Auch als sie vor den Kameras mit dem brisanten Thema der Unabhängigkeit Kataloniens konfrontiert wurde. Der katalanische Ballonlenker sprach sinnbildlich für alle Unabhängigkeitsbefürworter, die sich von der Zentralregierung unverstanden fühlen. Sáenz de Santamaría widersprach ihm zunächst, lenkte dann jedoch ein: „Es gibt vieles, was wir berichtigen müssen. Wir müssen mehr aufeinander hören.“ Ob nun PR-Masche oder nicht, mit dieser Aussage widerspricht sie Rajoy, der jede Diskussion mit den Katalanen abblockt und stattdessen lieber direkt mit Verfassungsklagen um sich schmeißt.
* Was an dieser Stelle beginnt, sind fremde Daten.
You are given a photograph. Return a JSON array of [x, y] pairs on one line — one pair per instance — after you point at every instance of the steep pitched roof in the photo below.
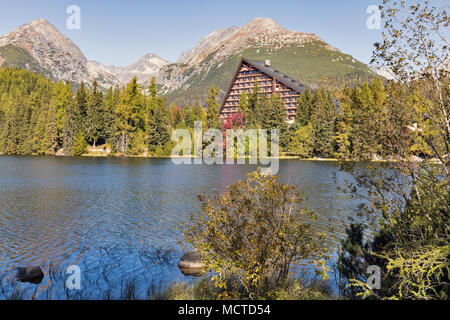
[[283, 78]]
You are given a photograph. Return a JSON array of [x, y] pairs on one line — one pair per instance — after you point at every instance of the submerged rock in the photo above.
[[191, 264], [30, 274]]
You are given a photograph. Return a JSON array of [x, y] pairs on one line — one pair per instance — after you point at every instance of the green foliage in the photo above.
[[255, 231], [80, 145], [212, 109], [302, 143]]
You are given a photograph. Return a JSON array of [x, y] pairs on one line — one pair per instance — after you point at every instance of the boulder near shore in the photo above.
[[191, 264], [32, 275]]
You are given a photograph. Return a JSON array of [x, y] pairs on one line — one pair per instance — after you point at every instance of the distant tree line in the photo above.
[[38, 116]]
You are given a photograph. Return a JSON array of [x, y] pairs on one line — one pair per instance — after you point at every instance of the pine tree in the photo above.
[[212, 109], [323, 120], [158, 133], [130, 119], [95, 122], [304, 108]]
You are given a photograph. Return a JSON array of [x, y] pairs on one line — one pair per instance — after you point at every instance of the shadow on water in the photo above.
[[116, 217]]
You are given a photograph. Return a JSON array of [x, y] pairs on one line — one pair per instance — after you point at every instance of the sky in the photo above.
[[120, 32]]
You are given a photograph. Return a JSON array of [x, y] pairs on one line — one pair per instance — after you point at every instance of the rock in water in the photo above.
[[30, 274], [191, 264]]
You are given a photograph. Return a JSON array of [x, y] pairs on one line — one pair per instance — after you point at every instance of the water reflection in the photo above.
[[66, 210]]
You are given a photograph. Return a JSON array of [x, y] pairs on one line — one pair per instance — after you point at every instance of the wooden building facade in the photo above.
[[270, 81]]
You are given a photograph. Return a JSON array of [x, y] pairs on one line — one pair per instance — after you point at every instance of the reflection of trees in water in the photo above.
[[112, 276]]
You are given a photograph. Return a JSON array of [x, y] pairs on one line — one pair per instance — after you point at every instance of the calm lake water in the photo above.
[[117, 216]]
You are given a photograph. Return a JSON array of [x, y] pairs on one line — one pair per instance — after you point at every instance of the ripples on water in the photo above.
[[66, 211]]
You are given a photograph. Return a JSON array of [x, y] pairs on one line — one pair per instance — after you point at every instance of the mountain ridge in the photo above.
[[40, 47]]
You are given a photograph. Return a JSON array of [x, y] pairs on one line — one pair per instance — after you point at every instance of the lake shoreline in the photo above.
[[142, 156]]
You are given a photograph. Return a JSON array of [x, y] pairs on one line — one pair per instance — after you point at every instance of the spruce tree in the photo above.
[[212, 109]]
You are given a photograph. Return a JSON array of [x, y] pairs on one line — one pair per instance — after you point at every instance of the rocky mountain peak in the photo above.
[[261, 25]]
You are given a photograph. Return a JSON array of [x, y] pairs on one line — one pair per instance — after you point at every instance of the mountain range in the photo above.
[[41, 47]]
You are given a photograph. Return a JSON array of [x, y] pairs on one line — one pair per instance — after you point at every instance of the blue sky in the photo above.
[[119, 32]]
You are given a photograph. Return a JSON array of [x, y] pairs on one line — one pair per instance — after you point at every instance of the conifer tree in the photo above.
[[212, 109], [323, 121], [304, 108]]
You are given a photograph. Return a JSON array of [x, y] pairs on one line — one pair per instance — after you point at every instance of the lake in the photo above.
[[117, 216]]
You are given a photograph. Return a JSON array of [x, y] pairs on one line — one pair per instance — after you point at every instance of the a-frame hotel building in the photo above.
[[270, 81]]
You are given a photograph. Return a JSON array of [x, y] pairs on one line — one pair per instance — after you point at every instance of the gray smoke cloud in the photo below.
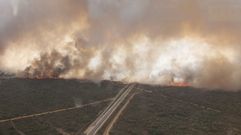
[[132, 40]]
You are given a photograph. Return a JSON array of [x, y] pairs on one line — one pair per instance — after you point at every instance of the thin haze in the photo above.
[[148, 41]]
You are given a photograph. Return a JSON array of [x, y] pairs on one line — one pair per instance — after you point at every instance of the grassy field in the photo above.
[[181, 111], [25, 96], [154, 111]]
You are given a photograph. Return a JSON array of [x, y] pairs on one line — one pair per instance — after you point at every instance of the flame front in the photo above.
[[132, 41]]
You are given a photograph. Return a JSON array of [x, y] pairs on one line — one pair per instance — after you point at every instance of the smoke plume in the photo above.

Sollte die neue Wahlkampfstrategie der Partido Popular etwa aufgehen? Es ist schon ein feiner Schachzug die energische Sáenz de Santamaría statt dem ennuyierten Rajoy in der bevorstehenden Fernsehdebatte der Spitzenkandidaten der vier größten Parteien antreten zu lassen. Mit Rajoy treten auch die Skandale und die politischen Durchführungen, welche hohe Kritiken geerntet hatten, in den Hintergrund. Trotzdem wird es nicht leicht für Sáenz de Santamaría ihre Partei bei der Debatte zu verteidigen, aber vielleicht kann sie durch ihre Art und ihre Argumentation die Antipathie ihres Ziehvaters ausgleichen und der Partido Popular nicht nur alte Wähler wiedergewinnen, sondern auch einen neuen Weg weisen.
Die Wahrscheinlichkeit jedoch, dass Sáenz de Santamaría die neue „spanische La Merkel“ wird, ist jedoch sehr unrealistisch. Laut der Wahlprognose im November liegen die Parteien Partido Popular (PP=23,5%), Ciudadanos (C´s=22,5%) und Partido Socialista Obrero Español (PSOE=21,0%) gleich auf, dicht gefolgt von Podemos (17,0%). Nach dieser Prognose wird in Spanien eine Koalitionsregierung entstehen müssen. Doch die Vertreter der Parteien haben klar ausgedrückt, dass sie auf keinen Fall mit der PP fusionieren werden. Grund ist nicht nur das umstrittene Sparprogramm, sondern auch die Korruptionsaffäre der Partei.